El pasado 16 de enero, la tranquilidad de los padres de familia del Destiny Development Center en Inglewood, California, se rompió tras la difusión de un video donde se observa a una maestra de la guardería lanzando violentamente un zapato a una niña de tan solo 5 años.

La agresión, que provocó el llanto inmediato de la menor, ocurrió en presencia de otras dos empleadas que no intervinieron para proteger a la pequeña ni recriminar la acción.

Cámaras de seguridad captaron agresión de la maestra

El video, calificado como "perturbador" por la comunidad, muestra el instante exacto en que la encargada del grupo pierde el control y arroja el calzado directamente hacia la niña.
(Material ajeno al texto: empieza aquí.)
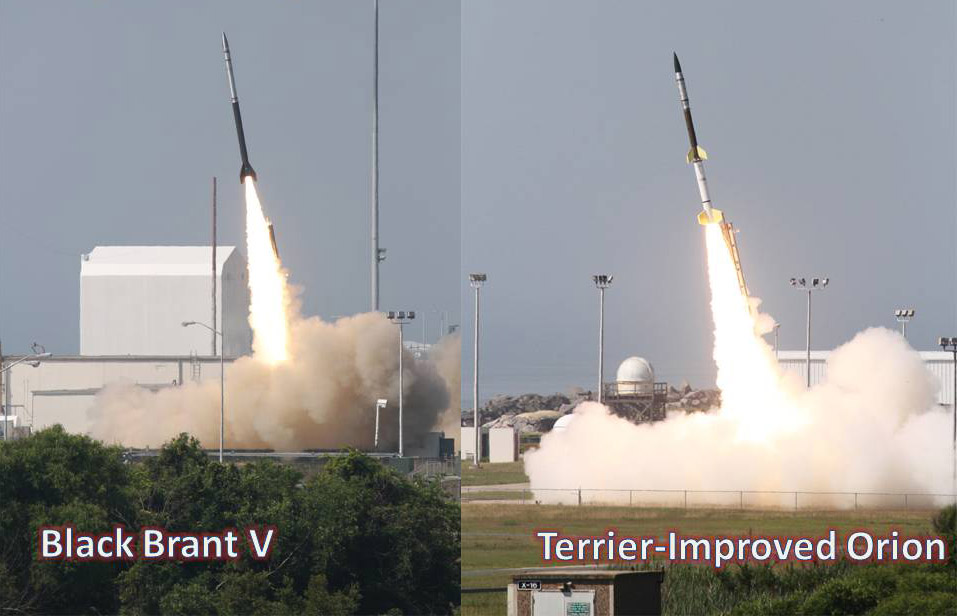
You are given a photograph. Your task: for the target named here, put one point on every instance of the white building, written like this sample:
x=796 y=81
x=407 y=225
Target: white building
x=61 y=389
x=134 y=299
x=940 y=363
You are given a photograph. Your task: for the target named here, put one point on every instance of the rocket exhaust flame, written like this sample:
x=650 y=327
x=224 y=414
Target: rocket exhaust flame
x=872 y=426
x=269 y=296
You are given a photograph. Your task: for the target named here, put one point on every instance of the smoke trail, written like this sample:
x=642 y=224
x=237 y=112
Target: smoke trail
x=871 y=426
x=308 y=384
x=322 y=397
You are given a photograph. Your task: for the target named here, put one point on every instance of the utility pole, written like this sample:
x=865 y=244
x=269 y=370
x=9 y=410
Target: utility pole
x=401 y=318
x=904 y=315
x=213 y=334
x=476 y=281
x=801 y=284
x=378 y=254
x=602 y=281
x=950 y=344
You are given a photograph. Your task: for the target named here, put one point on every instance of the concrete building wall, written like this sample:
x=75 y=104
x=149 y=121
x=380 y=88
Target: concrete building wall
x=133 y=300
x=503 y=445
x=61 y=390
x=940 y=363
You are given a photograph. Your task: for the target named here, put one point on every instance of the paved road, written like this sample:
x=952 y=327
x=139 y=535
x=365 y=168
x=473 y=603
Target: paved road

Lo que más ha indignado a la opinión pública no es solo el golpe físico, sino el impacto emocional en una menor que se encontraba bajo el supuesto cuidado de profesionales.

La reacción de la niña, sumida en un llanto profundo, evidencia el miedo y la vulnerabilidad a la que fue expuesta dentro del salón de clases.

Padres indignados con la guardería

Kira Townsend, tía de la menor afectada, expresó su horror no solo por el zapato lanzado, sino por la actitud de las otras trabajadoras presentes. Para la familia, el hecho de que nadie se moviera para auxiliar a la niña sugiere que este tipo de conductas eran toleradas o habituales en el lugar.

"Su reacción me demuestra que se sentían cómodas con lo que hacían", señaló Townsend, cuestionando cómo es posible ver un abuso y no levantar la voz para detenerlo.

La respuesta de la guardería: "Fue una mala contratación"

Danielle Williams, directora del Destiny Development Center , salió al paso de las críticas asegurando que lo ocurrido no representa los valores de su institución. En sus declaraciones, Williams atribuyó el incidente a una "mala contratación" y afirmó que, tras décadas trabajando con menores, su compromiso con el bienestar infantil sigue intacto.

Para los padres de familia, el despido de las involucradas es solo el primer paso en un proceso que debe garantizar seguridad total.

Autoridades en California inician investigación

El Departamento del Sheriff del Condado de Los Ángeles ya tiene el caso en sus manos. Los detectives están analizando el material audiovisual y entrevistando a los padres de otros menores para determinar si hubo incidentes previos que no fueron reportados.

La familia de la niña de 5 años ha sido clara en su postura: no descansarán hasta que las tres mujeres enfrenten consecuencias legales, buscando sentar un precedente que impida que personas violentas tengan acceso a centros educativos.

El debate sobre la seguridad en las guarderías

Este caso ha reavivado la preocupación de los padres sobre los filtros de confianza y supervisión en las estancias infantiles. La tía de la víctima recordó que, al inscribir a un niño en una escuela, se espera que sea tratado con amabilidad y protección, algo que desapareció por completo en este video.

La comunidad de Inglewood ahora pide una revisión más estricta de las licencias de operación y una vigilancia constante para asegurar que los salones de clase sean, en verdad, espacios seguros.